Politik dan Lingkungan
Pasca Konferensi Stockholm dan Rio de Janeiro, upaya untuk menempatkan posisi lingkungan sebagai variabel utama yang harus dijaga dalam pembangunan belum bisa berjalan maksimal. Beberapa hanya menjadi catatan di atas kertas saja. Pemburukan terhadap krisis lingkungan tidak hanya dipengaruhi oleh aspek ekonomi saja, tetapi dibalik itu terdapat juga aspek politik.
Para aktifis lingkungan sangat paham bahwa kegiatan politik dalam bentuk kebijakan dapat memberikan pengaruh bagi keberlanjutan lingkungan atau degradasi lingkungan. Penerbitan izin pengelolaan pertambangan, penerbitan izin pembukaan lahan hutan untuk kepentingan industri sawit dan lain sebagainya cenderung lebih banyak dilakukan di tahun-tahun politik, baik pada tingkat nasional maupun pada tingkat lokal. Bahkan jika kita katakan tahun 2023 ini adalah tahun politik, maka beberapa waktu yang lalu kita mendapatkan berita bahwa pemerintah membuka kembali izin ekspor pasir laut. Pada tingkat lokal, bentuk penerbitan izin ini banyak dilakukan oleh para incumbent yang daerahnya memiliki potensi tambang, hutan dan sawit.

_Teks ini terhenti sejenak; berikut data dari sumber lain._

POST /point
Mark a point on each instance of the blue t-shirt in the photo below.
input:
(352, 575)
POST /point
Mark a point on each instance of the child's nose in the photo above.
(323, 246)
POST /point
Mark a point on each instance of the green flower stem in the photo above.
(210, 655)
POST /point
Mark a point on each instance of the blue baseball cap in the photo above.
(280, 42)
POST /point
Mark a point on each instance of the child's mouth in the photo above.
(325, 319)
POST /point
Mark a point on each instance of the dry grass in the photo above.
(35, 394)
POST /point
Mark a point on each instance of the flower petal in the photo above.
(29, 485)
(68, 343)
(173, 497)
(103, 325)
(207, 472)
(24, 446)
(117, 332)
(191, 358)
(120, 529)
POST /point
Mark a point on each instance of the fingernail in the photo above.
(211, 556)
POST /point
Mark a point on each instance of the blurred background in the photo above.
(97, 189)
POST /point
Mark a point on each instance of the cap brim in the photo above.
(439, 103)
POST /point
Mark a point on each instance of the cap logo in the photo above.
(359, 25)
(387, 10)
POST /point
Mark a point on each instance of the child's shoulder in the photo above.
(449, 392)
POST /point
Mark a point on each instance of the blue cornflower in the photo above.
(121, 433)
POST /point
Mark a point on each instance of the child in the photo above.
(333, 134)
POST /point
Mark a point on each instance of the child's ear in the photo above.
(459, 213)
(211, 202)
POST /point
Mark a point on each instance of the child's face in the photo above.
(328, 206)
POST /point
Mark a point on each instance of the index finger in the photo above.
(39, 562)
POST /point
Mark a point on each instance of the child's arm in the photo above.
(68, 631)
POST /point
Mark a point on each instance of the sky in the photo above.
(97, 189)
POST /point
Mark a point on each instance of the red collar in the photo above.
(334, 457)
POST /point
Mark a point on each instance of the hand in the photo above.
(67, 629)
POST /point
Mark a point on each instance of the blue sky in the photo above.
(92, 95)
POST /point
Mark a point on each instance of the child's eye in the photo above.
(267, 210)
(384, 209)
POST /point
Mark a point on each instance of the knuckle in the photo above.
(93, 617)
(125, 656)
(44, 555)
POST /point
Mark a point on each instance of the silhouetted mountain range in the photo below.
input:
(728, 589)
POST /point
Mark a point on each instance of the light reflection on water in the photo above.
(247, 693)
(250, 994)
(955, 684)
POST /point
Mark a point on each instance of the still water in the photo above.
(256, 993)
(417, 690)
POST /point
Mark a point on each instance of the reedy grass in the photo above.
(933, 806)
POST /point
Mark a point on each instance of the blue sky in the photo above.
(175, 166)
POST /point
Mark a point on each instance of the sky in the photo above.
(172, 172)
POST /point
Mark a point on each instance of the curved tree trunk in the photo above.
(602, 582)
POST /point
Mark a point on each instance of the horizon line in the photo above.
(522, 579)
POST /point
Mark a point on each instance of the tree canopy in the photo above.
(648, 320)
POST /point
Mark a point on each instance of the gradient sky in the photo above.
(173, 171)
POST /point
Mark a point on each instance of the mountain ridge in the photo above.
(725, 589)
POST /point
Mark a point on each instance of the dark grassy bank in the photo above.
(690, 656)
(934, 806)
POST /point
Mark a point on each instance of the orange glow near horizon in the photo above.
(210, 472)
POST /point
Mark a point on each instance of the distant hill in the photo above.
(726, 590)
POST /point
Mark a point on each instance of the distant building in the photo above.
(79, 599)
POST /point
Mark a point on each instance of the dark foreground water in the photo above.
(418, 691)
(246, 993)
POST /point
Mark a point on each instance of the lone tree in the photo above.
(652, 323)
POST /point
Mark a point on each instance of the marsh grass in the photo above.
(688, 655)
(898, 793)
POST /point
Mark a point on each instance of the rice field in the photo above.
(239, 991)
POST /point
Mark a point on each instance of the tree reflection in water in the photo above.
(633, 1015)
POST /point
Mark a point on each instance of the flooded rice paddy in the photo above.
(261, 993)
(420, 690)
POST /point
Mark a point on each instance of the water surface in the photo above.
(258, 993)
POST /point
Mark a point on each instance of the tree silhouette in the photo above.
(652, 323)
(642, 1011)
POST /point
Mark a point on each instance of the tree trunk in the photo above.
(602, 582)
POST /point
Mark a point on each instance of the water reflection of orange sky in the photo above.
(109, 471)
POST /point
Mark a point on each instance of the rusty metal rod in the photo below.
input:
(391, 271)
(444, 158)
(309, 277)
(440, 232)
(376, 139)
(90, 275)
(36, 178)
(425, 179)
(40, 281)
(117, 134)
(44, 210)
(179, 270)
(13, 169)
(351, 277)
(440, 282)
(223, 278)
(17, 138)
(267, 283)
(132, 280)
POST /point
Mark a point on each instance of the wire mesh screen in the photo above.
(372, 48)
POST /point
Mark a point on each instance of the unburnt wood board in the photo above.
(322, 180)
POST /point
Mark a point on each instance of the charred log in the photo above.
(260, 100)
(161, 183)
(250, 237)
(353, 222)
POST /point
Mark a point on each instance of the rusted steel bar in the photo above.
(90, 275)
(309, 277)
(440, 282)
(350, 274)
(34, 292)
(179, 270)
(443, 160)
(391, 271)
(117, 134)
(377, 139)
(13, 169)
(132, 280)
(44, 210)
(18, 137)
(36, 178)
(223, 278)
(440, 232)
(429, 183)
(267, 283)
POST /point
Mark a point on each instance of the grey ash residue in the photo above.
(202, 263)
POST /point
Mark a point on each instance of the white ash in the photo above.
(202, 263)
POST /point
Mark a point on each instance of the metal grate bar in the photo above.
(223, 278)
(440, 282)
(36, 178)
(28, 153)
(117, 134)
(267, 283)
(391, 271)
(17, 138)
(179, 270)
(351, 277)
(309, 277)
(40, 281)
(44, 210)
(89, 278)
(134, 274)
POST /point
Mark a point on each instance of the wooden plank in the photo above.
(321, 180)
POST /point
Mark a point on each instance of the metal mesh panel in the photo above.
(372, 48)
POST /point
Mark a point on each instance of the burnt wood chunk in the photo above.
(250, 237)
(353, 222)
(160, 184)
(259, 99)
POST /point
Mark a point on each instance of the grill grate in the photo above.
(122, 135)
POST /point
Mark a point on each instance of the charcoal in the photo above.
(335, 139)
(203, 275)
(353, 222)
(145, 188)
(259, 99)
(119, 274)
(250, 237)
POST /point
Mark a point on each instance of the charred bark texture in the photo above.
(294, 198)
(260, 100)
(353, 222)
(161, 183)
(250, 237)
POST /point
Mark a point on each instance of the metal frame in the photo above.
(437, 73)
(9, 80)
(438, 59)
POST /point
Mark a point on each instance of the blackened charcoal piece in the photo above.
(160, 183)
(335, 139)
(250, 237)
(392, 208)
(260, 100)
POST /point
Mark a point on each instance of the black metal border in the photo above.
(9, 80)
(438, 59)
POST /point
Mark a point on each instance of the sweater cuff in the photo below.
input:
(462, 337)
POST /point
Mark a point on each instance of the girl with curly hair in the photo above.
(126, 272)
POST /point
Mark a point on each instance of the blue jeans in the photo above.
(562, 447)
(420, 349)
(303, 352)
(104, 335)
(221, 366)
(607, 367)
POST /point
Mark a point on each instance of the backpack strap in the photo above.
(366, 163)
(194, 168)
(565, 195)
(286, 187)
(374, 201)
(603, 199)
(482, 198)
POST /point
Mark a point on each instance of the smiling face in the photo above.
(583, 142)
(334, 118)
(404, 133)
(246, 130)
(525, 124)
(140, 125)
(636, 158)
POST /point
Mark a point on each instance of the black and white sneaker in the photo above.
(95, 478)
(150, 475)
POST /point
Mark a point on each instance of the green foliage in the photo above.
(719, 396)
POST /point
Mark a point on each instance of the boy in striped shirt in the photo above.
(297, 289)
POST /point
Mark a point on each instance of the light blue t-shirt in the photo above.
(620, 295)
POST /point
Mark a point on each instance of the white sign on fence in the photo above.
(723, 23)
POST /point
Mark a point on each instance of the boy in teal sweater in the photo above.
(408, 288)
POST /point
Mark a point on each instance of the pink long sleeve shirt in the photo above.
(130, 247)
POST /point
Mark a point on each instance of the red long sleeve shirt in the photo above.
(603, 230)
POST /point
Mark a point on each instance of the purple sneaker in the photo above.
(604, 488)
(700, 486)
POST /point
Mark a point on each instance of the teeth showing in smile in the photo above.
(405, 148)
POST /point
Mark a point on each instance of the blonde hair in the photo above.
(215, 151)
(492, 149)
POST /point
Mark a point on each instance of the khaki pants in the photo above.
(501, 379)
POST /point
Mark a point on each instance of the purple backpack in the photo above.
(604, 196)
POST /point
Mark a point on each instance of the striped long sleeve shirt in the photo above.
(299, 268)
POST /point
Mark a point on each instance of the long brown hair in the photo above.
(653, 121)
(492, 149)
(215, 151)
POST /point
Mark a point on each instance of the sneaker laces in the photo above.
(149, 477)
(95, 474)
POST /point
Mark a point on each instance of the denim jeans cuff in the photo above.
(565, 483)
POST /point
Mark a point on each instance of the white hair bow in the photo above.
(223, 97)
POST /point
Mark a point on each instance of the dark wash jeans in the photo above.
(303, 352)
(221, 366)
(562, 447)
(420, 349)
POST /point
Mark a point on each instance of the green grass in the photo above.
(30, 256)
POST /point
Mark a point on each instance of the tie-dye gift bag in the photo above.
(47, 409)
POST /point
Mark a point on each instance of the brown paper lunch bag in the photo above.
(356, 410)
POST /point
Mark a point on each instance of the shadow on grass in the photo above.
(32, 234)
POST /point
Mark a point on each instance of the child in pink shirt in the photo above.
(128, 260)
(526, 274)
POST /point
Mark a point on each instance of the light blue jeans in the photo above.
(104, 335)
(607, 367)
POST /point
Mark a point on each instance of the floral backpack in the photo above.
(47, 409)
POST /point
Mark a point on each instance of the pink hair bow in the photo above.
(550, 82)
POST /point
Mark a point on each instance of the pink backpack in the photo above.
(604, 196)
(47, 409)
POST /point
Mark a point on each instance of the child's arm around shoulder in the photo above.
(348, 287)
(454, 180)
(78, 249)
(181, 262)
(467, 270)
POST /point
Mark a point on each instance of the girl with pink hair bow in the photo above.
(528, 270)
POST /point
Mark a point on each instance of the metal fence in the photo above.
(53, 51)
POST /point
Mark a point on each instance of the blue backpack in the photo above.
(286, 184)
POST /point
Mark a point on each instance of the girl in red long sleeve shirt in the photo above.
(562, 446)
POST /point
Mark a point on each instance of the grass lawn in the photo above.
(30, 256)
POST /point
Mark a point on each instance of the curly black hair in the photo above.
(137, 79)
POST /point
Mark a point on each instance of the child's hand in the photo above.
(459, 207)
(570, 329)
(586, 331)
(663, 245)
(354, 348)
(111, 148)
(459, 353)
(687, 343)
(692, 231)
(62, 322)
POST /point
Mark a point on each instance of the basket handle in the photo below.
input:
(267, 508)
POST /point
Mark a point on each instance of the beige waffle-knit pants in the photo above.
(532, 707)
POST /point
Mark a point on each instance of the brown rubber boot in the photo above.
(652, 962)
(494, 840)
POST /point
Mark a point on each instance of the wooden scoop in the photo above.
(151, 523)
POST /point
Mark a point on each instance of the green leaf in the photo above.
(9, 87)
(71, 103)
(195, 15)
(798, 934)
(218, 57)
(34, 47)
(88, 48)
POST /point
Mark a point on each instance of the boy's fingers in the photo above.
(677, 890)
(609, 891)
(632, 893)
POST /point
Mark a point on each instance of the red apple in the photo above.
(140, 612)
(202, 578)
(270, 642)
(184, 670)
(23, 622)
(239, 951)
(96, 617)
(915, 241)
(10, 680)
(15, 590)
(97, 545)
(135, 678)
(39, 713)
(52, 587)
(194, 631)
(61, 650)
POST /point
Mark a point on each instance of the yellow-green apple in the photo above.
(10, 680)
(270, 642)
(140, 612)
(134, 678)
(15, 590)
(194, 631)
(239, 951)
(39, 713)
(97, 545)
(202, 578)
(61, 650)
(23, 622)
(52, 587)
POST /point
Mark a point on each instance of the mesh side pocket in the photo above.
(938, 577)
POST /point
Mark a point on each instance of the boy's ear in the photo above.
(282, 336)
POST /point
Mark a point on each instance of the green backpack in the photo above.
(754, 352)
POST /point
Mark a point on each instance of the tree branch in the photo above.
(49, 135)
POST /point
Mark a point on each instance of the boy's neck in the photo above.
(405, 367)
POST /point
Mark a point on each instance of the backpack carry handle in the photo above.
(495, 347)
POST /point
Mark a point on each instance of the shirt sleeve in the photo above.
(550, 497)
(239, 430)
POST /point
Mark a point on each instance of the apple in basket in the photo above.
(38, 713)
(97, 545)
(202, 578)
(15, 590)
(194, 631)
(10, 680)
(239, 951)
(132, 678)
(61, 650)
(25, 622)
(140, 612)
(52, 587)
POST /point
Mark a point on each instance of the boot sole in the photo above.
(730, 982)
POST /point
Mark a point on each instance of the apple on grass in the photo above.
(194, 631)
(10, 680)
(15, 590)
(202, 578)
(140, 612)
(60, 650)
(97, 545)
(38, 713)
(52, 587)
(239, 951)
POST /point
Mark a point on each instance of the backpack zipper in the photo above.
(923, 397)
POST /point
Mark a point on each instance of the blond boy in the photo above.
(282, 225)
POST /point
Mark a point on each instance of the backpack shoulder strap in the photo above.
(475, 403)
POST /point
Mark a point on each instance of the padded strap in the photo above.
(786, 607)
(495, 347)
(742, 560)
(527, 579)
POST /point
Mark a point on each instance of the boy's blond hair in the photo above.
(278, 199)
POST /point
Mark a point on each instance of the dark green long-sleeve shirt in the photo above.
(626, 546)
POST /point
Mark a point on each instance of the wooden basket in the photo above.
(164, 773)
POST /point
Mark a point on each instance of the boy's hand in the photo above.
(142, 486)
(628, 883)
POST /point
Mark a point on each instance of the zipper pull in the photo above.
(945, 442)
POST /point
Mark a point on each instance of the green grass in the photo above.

Fakta-fakta ini tentu berbanding lurus dengan pengalaman kita yang hidup di wilayah perkotaan, tidak bisa dipungkirin bahwa titik-titik banjir menjadi lebih banyak, polusi udara tidak terkendalikan, aliran sungai yang mengalami penyempitan dan pendangkalan, pengelolaan air tanah dan distribusi ketersedian air bersih, belum lagi permasalahan-permasalahan teknis seperti pengelolaan sampah rumah tangga yang belum terselesaikan dengan baik.
Keseluruhan masalah tersebut tentu membutuhkan satu tindakan politik bersama baik oleh government dan civil society. Tindakan politik tersebut bisa saja dalam bentuk penguatan terhadap regulasi, penegakan hukum atas perusakan lingkungan, dan gerakan-gerakan pendidikan serta kampaye kesadaran lingkungan. Komitmen ini yang perlu untuk terus dihadirkan, mengingat gagasan tentang politik lingkungan masih sangat minim dikalangan elit politik kita. Lingkungan masih dipandang sebagai satu bentuk sumber daya yang harus diekplorasi tanpa memandang pentingnya menjaga keberlanjutannya bagi generasi mendatang.
Meski agenda pembangunan global telah masuk pada tahap Sustainable Development Goals namun gagasan tentang politik lingkungan hampir sama sekali tidak ada. Perhatikan saja baleho, flayer atau media-media promosi yang dimiliki oleh para elit politik selama kampaye, kebanyakan hanya memunculkan isu tentang pengentasan kemiskinan dan pemberdayaan ekonomi, pengembangan kewirausahaan dan UMKM, serta pembangunan infrastruktur. Padahal apalah arti pengentasan kemiskinan jika bencana banjir terus menghantui setiap hujan? Apalah arti pengembangan kewirausahaan dan UMKM jika krisis pangan akibat kerusakan lingkungan terus terjadi? Apalah arti pembangunan infrastruktur jika polusi udara yang dihasilkan dari kendaraan bermotor terus meningkat; bukankah emisi kendaraan bermotor berkontribusi sebesar 70% terhadap pencemaran Nitrogen Oksida, Karbon Monoksida, Sulfur Dioksida dan Partikulat di wilayah perkotaan?
Di Jerman, gagasan tentang politik lingkungan selama kampaye berhasil mempengaruhi kelompok pemilih pemula. Anak-anak muda di Jerman banyak memilih Partai Hijau karena partai ini membawa isu tentang climate change yang memang menjadi konsen banyak kelompok anak-anak muda di Jerman selain tentang digitalisasi. Dalam satu laporan jejak pendapat dikatakan bahwa 18% pemilih usia 16-24 tahun memilih Partai Hijau. Jumlah ini lebih besar dari partai mana pun dan membawa Partai Hijau berhasil masuk ke parlement Jerman. Di tempat kita, rasa-rasanya tidak ada partai yang secara spesifik atau bahkan general berani membawa isu lingkungan di dalam kampayenya. Lalu, apakah kita harus juga mendirikan “Partai Hijau” agar isu dan agenda tentang perlindungan lingkungan bisa menjadi prioritas utama dalam politik kita?